L’autre éventuelle poursuite concerne les frais d’entrée et de sortie. Druga fundacija SPV estime que cette situation est couverte par une série de décisions judiciaires, telles que celles de la Cour constitutionnelle, de la Cour suprême et des tribunaux européens.

– En résumé, chaque frais d’entrée et de sortie pour tout prêt est considéré comme une pratique déloyale, qui est par conséquent nulle et non avenue. Nos calculs montrent que la demande d’indemnisation moyenne atteint jusqu’à deux à trois pour cent du principal du prêt émis, ce qui n’est pas une somme négligeable pour les consommateurs, ni pour les banques. Si vous regardez les résultats financiers des banques, il est clair qu’elles génèrent de plus en plus leurs revenus à partir des frais, dont certains se sont révélés illégaux – estime Rakar.

Bien que Rakar ait affirmé que l’offre n’avait été envoyée qu’à ceux identifiés par le biais du registre foncier public, certains débiteurs ont perçu cela comme une atteinte à leur vie privée. Poussée par des rapports médiatiques, l’Agence de protection des données personnelles a initié une surveillance pour déterminer si les données sur les prêts en ‘francs suisses’ avaient effectivement été extraites du registre foncier ou si Druga fundacija SPV avait accès à un outil ou à un accès qui n’est pas publiquement disponible.

Rakar déclare que Druga fundacija a été sous une pression énorme tout au long, ce qui a, très prévisiblement, entraîné une surveillance par l’AZOP.

– Depuis le début de notre travail jusqu’à aujourd’hui, nous n’avons reçu qu’une seule demande concernant l’utilisation des données personnelles, qui provenait, disons, d’une personne très motivée.

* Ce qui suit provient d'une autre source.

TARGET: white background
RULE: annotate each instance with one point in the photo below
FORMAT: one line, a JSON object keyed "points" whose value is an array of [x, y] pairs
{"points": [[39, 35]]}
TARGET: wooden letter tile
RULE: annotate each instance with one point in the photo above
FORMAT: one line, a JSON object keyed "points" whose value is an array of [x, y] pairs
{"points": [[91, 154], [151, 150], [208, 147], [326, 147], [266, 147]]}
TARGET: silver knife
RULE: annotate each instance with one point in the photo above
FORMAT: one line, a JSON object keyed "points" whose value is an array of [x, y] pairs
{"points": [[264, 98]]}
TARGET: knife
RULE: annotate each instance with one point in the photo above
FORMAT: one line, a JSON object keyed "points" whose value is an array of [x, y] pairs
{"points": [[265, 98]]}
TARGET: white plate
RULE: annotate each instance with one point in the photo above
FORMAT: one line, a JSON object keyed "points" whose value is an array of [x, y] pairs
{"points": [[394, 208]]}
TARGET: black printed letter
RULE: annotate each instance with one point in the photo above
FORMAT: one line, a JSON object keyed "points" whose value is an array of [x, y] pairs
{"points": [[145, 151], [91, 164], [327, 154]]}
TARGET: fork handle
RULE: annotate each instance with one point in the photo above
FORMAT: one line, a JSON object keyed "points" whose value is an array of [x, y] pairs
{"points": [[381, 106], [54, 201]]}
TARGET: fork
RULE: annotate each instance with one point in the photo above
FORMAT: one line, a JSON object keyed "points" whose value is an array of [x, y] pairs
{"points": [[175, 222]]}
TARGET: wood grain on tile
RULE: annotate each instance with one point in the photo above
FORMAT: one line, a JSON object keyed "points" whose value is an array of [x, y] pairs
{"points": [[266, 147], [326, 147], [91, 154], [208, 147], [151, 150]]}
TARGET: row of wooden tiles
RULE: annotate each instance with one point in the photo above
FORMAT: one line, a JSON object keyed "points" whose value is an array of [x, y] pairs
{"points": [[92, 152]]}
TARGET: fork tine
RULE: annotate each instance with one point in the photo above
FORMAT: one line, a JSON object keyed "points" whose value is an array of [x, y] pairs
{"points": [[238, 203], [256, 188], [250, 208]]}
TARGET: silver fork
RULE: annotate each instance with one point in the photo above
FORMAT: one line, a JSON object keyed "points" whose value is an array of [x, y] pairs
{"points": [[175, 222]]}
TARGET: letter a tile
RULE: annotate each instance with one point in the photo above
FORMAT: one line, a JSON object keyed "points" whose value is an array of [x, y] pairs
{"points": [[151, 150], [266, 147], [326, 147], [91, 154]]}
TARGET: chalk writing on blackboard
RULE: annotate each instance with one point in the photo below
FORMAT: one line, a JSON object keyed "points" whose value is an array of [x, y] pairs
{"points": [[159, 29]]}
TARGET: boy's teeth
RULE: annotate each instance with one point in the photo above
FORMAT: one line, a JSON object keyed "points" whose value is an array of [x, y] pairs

Nous croyons que nous avons démontré notre pleine conformité au Règlement général sur la protection des données lors de la surveillance et montré une attention exceptionnelle à cet aspect de notre activité. Concernant la problématisation de notre source de données, il convient de noter que les sources publiques sont explicitement mentionnées comme des sources de données autorisées dans la nouvelle loi régissant l’achat et la vente de créances, donc bien que le processus ne soit pas encore formellement achevé, nous attendons un résultat favorable – affirme Rakar.